When I was in the church, I heard all sorts of talk on why people left the church. More often than not, they said variations of the same idea; people left the church because they wanted to sin. “The World” was appealing; and people “gave in” to sin and temptation. I would love to know where this so-called appealing world is; because the world I entered into sure isn’t that. Indeed, the hardest thing I have ever done in life is leave.
My Background Story
Every ex-Adventist as their unique story to tell and it is important to understand what their background is. For me, I was a third-generation Adventist. I grew up in a small family in the UK. Our family was conservative; but not so conservative that we would not watch TV/movies. I had the luck of going to non-Adventist schools, and I mostly had non-Adventist friends. I was very dedicated to the church. I believed in it whole-heartedly. I would try to witness to my (amused) friends on a regular basis. I would study the Bible, study Ellen G White (although I was somewhat sceptical of her) and I followed the Adventist rules as best as I could. Not just because it was what was done, but because I wanted to.
My family was your typical exclusively conservative Adventist family. Fortunately, my parents worked in a non-Adventist institution. Unfortunately, they kept their distance from their workmates, often commenting privately on some of the “worldly” things they would do (such as swearing and drinking alcohol). Their only friends were other Adventists.

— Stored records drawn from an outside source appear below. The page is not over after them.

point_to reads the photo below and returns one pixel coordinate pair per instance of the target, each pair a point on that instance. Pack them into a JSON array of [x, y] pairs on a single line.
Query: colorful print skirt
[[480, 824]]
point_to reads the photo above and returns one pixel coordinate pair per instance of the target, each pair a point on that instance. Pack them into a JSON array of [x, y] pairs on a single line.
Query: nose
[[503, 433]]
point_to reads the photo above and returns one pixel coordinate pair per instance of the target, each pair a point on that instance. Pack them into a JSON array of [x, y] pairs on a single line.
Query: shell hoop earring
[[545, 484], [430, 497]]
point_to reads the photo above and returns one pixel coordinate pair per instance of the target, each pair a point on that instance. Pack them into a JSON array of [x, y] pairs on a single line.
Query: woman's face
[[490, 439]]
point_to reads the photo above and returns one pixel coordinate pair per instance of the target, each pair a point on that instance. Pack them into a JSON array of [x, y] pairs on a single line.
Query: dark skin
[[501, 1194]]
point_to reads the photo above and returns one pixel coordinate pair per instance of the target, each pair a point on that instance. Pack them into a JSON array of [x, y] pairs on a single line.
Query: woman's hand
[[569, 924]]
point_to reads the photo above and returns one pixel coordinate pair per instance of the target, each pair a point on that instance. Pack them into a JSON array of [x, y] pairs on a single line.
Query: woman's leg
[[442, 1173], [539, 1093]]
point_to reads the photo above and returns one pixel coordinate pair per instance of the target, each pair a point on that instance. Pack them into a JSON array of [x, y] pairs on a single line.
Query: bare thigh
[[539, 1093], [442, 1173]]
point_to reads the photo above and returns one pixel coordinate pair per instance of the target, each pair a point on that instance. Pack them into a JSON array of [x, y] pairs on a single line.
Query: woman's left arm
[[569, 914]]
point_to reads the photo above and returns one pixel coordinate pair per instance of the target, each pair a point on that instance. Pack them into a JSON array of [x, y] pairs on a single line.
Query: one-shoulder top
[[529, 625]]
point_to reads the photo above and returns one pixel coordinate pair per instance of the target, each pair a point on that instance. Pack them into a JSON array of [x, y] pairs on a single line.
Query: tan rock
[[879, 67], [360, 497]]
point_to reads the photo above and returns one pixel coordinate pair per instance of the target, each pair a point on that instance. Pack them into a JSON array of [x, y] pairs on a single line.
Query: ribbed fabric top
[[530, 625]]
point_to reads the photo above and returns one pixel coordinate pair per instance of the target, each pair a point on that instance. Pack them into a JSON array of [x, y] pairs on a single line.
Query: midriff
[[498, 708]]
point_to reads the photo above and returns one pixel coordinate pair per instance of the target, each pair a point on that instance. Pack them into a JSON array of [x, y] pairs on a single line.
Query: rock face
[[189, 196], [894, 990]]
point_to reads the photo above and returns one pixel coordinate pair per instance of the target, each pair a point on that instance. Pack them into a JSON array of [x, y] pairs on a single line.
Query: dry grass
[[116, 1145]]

Their friends with a mixture of conservative and liberal; my parents were very fond of conservative ideals and always talked about how they should try to be more “traditional”. I remember one time they got rid of most of the TV’s in the house so that we only had one. At times they threatened or forcibly removed property of mine that they deemed “evil” and “Satanic”. They always looked up to other SDA’s that were more conservative, and would wistfully say that they should be more like them. As the years progressed, we got more and more involved in extreme offshoot sects, but we never fully joined them – we merely toyed with them. I was both excited by them, and sceptical of them.
We went to church every week and we were reasonably active. Every year we were assigned jobs at the church and we fulfilled them; jobs such as being a deacon, deaconess and Sabbath School leader. Everyone in our small, immediate family was a dedicated Adventist. Our family name was known to most Adventists in our region. My parents encouraged me to get a higher education and to be successful in life – but that was not all they told me. They reminded me, time and time again, that while they wanted me to have a “successful life”, that all they truly wanted was for me to remain an Adventist and being saved. As I type this, it brings tears to my eyes, thinking about the deep, searing pain that my father must feel on a regular basis because of my decision.